Opposed to leaf-node containers, a non leaf-node container does not feature addresses, encode and decode functions, as the already implemented features of the member containers are used by applying a visitor pattern. A visitor pattern specifies the order of encoding/decoding operations performed on the member containers. It is to be defined for each non leaf-node container as described in the following:

namespace haldls::vx::detail {

template <>
struct VisitPreorderImpl<MyComposedContainer>
{
    template <typename ContainerT, typename VisitorT>
    static void call(ContainerT& config, typename MyComposedContainer::coordinate_type const& coord, VisitorT&& visitor)
    {
        visitor(coord, config);

        for (auto const entry_coord : halco::common::iter_all<typename MyNewContainer::coordinate_type>()) {
            visit_preorder(config.m_entries[entry_coord], entry_coord, visitor);
        }
    }
};

} // namespace haldls::vx::detail

For a non leaf-node container the BackendContainerTrait is to be specified the same way as for leaf-node containers:

namespace haldls::vx::detail {

template <>
BackendContainerTrait<MyComposedContainer> : public BackendContainerBase<MyComposedContainer, fisch::vx::DefaultCommonRegister, fisch::vx::AnotherSupportedCommonRegister>

}

As for leaf-node containers, the first register container specified in the list is used as the default type in PlaybackProgramBuilder::{read,write} if no explicit register container to set the transport protocol is given.

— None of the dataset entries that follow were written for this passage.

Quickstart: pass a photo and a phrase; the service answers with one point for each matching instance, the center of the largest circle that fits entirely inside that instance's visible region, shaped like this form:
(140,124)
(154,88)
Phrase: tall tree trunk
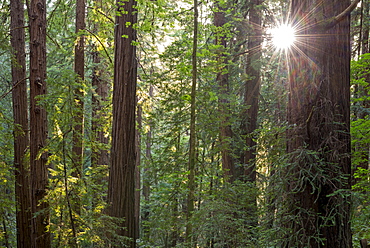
(252,88)
(38,124)
(121,188)
(21,134)
(192,140)
(224,92)
(139,119)
(251,98)
(318,116)
(100,83)
(365,27)
(79,68)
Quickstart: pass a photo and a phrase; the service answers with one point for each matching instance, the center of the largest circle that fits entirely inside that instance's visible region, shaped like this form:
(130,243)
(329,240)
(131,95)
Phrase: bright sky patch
(283,36)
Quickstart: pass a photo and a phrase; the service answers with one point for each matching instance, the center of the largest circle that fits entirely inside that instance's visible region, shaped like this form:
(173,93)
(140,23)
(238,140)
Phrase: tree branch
(334,21)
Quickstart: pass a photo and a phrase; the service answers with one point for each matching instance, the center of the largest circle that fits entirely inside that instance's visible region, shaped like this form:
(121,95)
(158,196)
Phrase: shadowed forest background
(161,123)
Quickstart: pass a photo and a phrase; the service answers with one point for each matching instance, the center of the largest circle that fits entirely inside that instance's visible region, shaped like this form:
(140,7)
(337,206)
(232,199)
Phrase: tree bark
(38,124)
(222,79)
(79,68)
(121,188)
(252,89)
(21,134)
(192,139)
(318,116)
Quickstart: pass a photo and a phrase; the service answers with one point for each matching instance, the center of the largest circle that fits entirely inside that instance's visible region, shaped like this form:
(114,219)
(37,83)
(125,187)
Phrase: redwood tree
(21,134)
(121,188)
(318,117)
(38,124)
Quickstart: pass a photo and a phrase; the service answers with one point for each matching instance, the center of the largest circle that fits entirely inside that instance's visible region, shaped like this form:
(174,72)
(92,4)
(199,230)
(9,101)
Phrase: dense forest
(187,123)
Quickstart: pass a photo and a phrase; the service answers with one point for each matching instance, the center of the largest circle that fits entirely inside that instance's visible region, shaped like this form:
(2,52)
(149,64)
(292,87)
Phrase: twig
(14,86)
(105,50)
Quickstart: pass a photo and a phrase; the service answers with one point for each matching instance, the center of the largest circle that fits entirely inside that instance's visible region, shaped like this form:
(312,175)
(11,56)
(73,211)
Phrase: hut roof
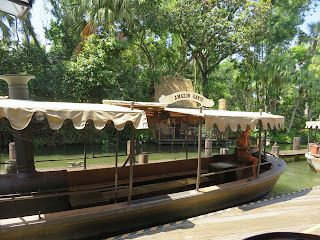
(169,85)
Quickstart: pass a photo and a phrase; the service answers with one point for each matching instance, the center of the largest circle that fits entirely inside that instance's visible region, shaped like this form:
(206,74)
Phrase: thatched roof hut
(169,85)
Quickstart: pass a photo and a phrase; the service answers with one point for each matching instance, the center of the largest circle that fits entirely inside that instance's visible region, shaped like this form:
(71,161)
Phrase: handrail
(66,191)
(232,170)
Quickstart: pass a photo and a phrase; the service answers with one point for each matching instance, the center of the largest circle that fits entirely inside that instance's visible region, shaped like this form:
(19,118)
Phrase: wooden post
(208,147)
(116,168)
(296,143)
(12,151)
(143,158)
(85,154)
(0,147)
(265,145)
(199,152)
(275,151)
(260,130)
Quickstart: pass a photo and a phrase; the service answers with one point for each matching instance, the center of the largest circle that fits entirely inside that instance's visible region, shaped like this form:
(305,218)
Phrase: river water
(297,176)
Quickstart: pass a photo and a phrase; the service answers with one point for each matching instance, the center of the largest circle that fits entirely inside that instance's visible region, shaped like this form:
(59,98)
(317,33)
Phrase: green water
(297,176)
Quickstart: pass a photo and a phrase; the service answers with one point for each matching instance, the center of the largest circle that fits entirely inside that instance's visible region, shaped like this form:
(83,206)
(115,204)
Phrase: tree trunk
(204,74)
(295,110)
(31,30)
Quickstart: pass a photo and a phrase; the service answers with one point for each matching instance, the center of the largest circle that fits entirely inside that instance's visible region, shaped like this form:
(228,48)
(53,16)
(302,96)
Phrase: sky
(40,19)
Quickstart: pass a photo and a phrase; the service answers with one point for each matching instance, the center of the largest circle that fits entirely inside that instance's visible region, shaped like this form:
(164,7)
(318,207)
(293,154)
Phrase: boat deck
(295,212)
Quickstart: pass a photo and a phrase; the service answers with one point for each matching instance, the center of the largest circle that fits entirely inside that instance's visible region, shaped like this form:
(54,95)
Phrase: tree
(106,69)
(211,31)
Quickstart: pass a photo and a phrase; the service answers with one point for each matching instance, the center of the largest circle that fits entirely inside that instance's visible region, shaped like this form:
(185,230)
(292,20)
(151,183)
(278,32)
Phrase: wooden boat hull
(118,218)
(314,162)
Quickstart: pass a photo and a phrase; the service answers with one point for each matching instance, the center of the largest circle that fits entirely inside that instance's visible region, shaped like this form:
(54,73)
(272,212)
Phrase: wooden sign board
(178,96)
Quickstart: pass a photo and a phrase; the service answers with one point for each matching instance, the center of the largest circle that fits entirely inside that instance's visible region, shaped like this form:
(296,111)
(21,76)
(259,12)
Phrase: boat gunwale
(90,213)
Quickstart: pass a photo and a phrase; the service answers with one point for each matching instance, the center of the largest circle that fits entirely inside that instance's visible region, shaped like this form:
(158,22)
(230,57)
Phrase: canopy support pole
(85,153)
(259,162)
(132,130)
(199,152)
(116,169)
(186,137)
(265,145)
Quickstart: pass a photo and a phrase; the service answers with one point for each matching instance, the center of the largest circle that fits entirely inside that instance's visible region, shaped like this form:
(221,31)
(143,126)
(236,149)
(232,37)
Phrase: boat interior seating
(152,179)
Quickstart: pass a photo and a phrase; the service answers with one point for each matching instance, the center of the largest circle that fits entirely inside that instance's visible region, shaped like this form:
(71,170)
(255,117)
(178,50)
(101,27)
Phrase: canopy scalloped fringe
(223,118)
(20,112)
(313,124)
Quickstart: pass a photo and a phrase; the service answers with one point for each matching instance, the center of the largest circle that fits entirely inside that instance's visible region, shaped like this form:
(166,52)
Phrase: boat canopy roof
(223,118)
(142,105)
(313,124)
(20,112)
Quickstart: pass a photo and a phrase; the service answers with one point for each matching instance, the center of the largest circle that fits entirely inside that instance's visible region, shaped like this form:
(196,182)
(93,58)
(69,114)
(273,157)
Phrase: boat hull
(314,162)
(114,219)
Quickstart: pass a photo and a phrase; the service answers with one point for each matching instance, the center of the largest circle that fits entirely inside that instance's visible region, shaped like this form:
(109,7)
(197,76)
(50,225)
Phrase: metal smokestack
(18,89)
(222,104)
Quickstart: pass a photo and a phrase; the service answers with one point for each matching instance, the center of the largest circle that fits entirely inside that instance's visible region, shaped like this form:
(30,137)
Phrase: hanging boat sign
(192,96)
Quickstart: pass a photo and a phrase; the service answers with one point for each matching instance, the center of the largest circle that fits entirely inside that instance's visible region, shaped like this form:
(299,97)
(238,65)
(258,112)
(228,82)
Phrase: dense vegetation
(251,53)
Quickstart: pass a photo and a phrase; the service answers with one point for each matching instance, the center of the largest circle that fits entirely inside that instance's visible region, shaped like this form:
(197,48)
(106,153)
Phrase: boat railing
(232,170)
(102,156)
(67,191)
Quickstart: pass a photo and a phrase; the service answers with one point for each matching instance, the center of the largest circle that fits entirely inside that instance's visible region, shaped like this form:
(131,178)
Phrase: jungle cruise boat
(313,154)
(111,201)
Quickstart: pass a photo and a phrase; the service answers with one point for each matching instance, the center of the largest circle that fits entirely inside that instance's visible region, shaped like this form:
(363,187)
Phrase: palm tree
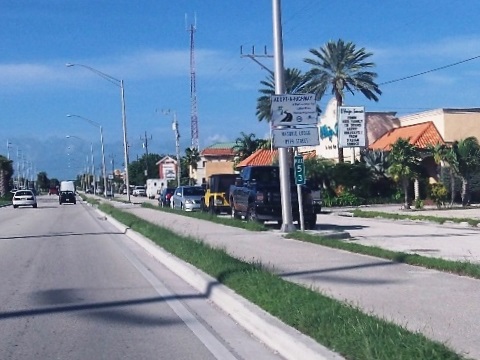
(6,171)
(295,83)
(467,155)
(246,145)
(443,153)
(192,157)
(404,163)
(341,67)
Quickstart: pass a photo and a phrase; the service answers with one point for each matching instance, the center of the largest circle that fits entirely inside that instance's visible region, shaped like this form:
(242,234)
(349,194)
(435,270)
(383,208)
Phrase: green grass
(455,267)
(463,268)
(339,326)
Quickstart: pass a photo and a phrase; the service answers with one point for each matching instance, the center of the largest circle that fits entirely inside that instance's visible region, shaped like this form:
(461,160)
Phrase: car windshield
(23,193)
(193,191)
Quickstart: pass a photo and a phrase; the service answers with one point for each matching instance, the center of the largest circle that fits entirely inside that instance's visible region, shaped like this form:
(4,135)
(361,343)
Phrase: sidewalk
(442,306)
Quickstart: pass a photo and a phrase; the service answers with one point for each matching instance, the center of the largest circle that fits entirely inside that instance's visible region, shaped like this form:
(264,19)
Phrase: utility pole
(145,145)
(193,86)
(253,56)
(287,217)
(177,142)
(112,157)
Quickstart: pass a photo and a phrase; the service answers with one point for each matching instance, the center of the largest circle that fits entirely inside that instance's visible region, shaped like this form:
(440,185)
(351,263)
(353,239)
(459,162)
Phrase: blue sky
(145,43)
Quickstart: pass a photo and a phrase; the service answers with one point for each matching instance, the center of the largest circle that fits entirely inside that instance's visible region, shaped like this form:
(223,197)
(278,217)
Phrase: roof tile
(419,135)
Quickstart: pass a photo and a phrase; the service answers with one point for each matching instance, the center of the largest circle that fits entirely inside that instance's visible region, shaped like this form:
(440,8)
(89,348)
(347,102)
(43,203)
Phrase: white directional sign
(294,109)
(351,126)
(291,137)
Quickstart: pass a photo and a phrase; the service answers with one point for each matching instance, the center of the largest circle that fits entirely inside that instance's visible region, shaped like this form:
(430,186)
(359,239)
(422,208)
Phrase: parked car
(24,198)
(67,193)
(165,196)
(139,191)
(188,198)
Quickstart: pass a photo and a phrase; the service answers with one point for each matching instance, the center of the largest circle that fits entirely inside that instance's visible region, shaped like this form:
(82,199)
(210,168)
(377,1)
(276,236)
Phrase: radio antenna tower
(193,88)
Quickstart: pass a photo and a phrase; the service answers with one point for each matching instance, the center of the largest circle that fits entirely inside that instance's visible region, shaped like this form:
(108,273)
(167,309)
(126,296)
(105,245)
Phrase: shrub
(439,194)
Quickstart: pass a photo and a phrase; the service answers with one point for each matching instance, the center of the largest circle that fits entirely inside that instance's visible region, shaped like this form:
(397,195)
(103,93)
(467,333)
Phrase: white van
(67,193)
(153,187)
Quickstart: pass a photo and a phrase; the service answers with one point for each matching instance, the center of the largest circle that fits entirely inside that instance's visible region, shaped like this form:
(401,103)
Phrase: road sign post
(299,166)
(299,170)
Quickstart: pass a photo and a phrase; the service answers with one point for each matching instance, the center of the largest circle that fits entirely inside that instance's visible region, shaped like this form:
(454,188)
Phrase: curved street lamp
(92,159)
(118,83)
(104,171)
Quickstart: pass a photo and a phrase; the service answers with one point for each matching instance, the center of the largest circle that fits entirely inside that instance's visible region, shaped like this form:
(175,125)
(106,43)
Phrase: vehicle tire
(233,212)
(251,214)
(311,222)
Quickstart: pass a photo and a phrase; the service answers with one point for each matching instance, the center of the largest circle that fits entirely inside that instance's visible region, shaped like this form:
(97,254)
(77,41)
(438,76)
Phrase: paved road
(442,306)
(459,242)
(75,287)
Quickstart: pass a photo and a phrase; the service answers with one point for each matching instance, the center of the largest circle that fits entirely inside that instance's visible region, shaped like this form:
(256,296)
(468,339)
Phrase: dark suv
(67,197)
(165,195)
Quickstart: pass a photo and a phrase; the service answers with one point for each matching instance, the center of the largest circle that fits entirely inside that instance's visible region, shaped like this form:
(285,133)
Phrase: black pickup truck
(256,196)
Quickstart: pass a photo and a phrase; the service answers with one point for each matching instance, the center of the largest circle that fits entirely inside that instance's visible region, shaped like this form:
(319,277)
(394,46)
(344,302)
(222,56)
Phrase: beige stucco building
(452,124)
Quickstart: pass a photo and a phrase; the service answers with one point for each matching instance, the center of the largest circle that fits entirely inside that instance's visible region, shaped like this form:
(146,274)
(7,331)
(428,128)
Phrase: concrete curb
(287,341)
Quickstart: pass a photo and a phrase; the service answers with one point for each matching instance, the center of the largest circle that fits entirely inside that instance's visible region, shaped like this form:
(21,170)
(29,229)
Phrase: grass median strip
(339,326)
(463,268)
(455,267)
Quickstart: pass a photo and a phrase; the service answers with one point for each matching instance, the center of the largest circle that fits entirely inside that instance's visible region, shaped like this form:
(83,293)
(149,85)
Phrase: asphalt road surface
(74,287)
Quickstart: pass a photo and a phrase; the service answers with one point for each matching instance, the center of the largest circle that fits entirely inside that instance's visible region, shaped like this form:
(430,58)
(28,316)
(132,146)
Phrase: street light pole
(287,217)
(93,164)
(177,142)
(104,171)
(124,116)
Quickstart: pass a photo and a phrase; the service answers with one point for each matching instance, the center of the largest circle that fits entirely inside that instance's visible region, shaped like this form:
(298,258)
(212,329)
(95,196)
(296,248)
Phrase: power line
(429,71)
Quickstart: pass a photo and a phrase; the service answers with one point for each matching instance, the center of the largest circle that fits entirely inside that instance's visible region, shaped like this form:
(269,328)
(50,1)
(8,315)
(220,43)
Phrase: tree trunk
(340,154)
(405,189)
(452,187)
(3,187)
(465,191)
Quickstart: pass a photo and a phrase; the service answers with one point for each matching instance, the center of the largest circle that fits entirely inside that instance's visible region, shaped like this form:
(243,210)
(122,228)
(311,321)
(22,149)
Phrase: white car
(24,198)
(139,191)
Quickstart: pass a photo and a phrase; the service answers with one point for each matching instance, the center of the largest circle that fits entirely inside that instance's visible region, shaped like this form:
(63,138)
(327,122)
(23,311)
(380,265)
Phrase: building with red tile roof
(218,158)
(419,135)
(267,157)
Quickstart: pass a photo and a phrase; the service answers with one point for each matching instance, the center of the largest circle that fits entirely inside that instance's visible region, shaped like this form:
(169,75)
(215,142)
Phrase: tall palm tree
(295,83)
(443,153)
(340,66)
(246,145)
(467,154)
(192,157)
(404,163)
(6,171)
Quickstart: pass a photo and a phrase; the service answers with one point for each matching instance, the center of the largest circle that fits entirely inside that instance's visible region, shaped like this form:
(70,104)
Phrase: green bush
(439,194)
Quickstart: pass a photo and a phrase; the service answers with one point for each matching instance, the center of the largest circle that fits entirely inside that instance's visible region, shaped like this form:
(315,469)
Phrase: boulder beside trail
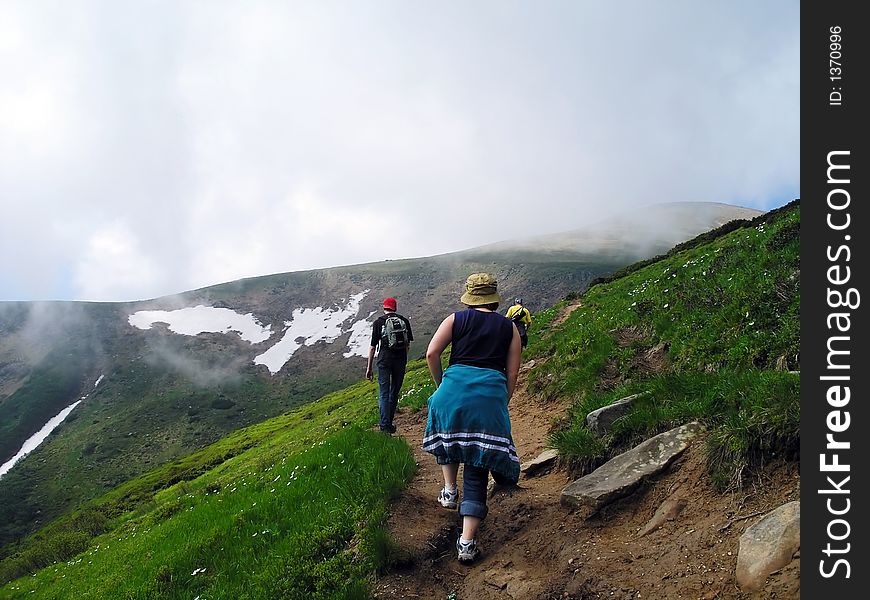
(669,510)
(545,460)
(622,474)
(768,545)
(601,420)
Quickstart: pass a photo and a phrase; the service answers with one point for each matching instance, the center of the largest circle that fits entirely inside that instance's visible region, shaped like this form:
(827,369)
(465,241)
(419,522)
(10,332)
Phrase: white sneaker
(466,551)
(449,499)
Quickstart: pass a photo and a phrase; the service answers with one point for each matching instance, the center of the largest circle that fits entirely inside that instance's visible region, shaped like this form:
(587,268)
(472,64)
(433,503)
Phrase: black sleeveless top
(481,339)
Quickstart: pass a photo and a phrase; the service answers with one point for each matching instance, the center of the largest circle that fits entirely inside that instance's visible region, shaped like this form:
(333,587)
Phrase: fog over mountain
(181,371)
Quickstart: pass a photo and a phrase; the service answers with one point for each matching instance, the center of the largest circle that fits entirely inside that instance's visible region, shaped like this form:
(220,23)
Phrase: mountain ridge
(165,394)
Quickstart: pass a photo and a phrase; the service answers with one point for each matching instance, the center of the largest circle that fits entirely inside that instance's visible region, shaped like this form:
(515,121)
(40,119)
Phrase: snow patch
(309,326)
(37,438)
(360,338)
(204,319)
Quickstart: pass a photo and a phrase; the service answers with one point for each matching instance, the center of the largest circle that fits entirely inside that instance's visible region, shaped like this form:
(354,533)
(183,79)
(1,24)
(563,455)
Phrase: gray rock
(621,475)
(545,460)
(601,420)
(669,510)
(768,545)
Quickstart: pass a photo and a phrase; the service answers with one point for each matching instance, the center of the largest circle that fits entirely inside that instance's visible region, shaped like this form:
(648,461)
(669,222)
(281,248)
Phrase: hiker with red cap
(391,337)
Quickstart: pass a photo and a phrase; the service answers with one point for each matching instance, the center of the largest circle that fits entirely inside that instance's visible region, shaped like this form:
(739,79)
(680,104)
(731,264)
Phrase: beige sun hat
(480,289)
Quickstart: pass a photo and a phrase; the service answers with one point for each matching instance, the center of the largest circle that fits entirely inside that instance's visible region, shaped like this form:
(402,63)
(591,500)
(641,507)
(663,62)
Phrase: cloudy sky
(151,147)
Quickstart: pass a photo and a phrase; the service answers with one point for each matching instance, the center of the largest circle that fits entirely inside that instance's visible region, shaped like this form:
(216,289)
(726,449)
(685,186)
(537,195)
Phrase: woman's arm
(442,338)
(513,365)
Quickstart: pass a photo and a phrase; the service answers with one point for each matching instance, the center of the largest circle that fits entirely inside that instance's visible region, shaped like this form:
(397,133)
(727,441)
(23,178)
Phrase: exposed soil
(533,548)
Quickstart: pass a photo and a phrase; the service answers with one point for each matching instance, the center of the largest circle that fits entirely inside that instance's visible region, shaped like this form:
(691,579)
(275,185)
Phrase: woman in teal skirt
(468,420)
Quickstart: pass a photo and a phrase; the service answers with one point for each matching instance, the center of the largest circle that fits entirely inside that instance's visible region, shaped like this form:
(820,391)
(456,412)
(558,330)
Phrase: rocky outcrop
(669,510)
(622,474)
(601,420)
(546,460)
(768,545)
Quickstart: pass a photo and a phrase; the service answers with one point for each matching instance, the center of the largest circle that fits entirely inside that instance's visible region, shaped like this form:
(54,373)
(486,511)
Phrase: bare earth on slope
(533,548)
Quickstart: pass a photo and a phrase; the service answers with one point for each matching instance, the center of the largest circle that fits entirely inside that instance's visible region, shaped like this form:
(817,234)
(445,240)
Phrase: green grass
(306,524)
(154,495)
(295,506)
(722,318)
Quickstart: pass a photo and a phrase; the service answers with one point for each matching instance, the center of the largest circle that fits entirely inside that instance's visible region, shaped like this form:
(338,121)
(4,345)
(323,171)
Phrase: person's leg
(450,472)
(384,380)
(397,377)
(448,497)
(473,508)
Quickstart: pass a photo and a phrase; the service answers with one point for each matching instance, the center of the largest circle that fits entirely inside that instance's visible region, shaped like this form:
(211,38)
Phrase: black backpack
(394,333)
(518,320)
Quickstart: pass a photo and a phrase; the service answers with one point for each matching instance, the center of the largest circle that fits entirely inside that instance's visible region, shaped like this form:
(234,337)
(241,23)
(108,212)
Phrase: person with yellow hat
(468,421)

Integrating a new container for builder and python support.

After having done the above steps the container is to be integrated in order to be supported by the PlaybackProgramBuilder and be available in python. The container is to be added into the list in include/haldls/vx/container.def for support by the builder. For python bindings, the header containing the container declaration is to be included in include/haldls/vx/container.h.

In addition to the above interface, each container is to support serialization by using cereal and an std::ostream operator for printing its content, see JTAGClockScaler for an exemplary implementation using debug printout of the encoded words.

Testing a new container

Software tests of containers are to be written in C++. A complete software test includes

  • General tests
    • Testing all member functions for value access
    • Testing the equality and inequality operators
    • Testing value ranges of ranged types if applicable
  • Testing encoding and decoding for unity if bijective and against fixed expected values
  • Testing serialization coverage with cereal, which includes an identity test for altered members and adding the container in the list of tested types in tests/sw/haldls/vx/test-serialization_cereal.cpp

For e.g. random member changes, test helpers can be found in tests/sw/haldls/common/test-helper.h. See tests/sw/haldls/vx/test-dac_control.cpp for an exemplary test.